Los usuarios de la Red, que siempre van un paso por delante, no dudaron en utilizar este sistema para arremeter contra una de las empresas que más polémica levanta en internet: la SGAE.

Hasta hace unos días si se buscaba la palabra ladrones en Google el primer resultado que se mostraba era la página web de la SGAE. Con la decisión del famoso buscador de acabar con el Google bombing, si se busca ahora el concepto 'ladrones' en Google, el primer resultado que aparece es una entrada del blog merodeando.com titulado "SGAE=ladrones".

Empiezan los problemas

El bloguero y máximo responsable de Weblogs S.L., Julio Alonso, publicó una entrada en abril de 2004 titulada SGAE=ladrones, en el que comentaba los conceptos por los que cobra la SGAE pero, lo que es más importante, explicaba el lanzamiento del Google bombing contra la SGAE.

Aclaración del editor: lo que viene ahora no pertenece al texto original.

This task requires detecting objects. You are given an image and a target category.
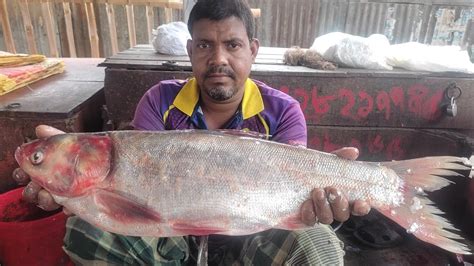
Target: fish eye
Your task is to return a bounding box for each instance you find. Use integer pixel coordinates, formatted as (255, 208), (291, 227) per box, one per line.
(31, 151), (44, 165)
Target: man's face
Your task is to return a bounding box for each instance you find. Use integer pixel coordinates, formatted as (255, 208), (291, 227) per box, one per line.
(187, 17), (259, 103)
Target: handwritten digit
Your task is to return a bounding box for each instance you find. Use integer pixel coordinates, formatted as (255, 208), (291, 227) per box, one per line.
(339, 88), (355, 118)
(376, 91), (391, 120)
(357, 91), (374, 118)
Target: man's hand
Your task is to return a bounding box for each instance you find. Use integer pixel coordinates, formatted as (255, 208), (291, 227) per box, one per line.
(13, 125), (64, 211)
(301, 148), (370, 225)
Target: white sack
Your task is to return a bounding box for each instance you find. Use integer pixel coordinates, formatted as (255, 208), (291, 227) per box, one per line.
(152, 21), (191, 55)
(386, 42), (474, 74)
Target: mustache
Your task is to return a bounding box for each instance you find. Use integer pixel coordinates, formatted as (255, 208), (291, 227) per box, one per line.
(204, 66), (235, 79)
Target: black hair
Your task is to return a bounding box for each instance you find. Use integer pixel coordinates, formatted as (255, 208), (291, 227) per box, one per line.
(188, 0), (255, 40)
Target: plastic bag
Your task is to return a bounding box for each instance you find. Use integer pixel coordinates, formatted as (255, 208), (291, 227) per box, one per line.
(152, 21), (191, 55)
(310, 32), (393, 70)
(386, 42), (474, 74)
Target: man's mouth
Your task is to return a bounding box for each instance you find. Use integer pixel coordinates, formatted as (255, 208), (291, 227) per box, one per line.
(207, 73), (230, 78)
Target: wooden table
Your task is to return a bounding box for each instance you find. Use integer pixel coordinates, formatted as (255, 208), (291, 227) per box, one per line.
(0, 58), (105, 192)
(101, 45), (474, 161)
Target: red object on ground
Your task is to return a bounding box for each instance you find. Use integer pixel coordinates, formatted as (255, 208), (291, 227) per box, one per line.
(0, 187), (72, 266)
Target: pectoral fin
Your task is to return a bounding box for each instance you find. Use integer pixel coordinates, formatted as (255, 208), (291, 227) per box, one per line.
(94, 190), (161, 223)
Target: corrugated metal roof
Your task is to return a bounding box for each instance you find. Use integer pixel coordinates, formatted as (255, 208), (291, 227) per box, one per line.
(249, 0), (474, 47)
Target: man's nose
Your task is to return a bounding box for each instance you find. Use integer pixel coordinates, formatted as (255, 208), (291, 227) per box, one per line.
(209, 47), (228, 66)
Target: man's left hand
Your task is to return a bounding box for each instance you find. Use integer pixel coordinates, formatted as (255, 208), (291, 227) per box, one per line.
(301, 147), (370, 225)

El pasado 17 de este mes Julio Alonso recibió un burofax de la SGAE. En él le reclaman que retire esa entrada de abril de 2004, así como sus comentarios.

El burobax remitido por el de la SGAE especifica lo siguiente:

"además de difamar a esta entidad, promociona un "Google bombing contra SGAE" y establece un enlace directo entre el término "ladrones y la página web de mi mandante".

Una vez establecido el motivo por que la SGAE considera "injurioso" el post de Julio Alonso, se le emplaza a que en en 24 horas elimine el artículo y sus comentarios, ya que en caso contrario se procederá a "iniciar acciones legales".

20minutos.es se ha puesto en contacto con Julio Alonso. Según ha indicado, esa entrada es informativa, limitándose a recopilar otros contenidos. Añade, además, que aunque podría plantearse retirar determinados comentarios que han hecho otros internautas en ese post, jamás facilitaría sus direcciones IP a la SGAE.

El bloguero a través de un bufete ya ha contestado a la SGAE afirmando que los contenidos que se recogen en ese post son puramente informativos y no constituyen difamación. En este momento, la SGAE aún no ha contestado al burofax enviado por el bufete como respuesta.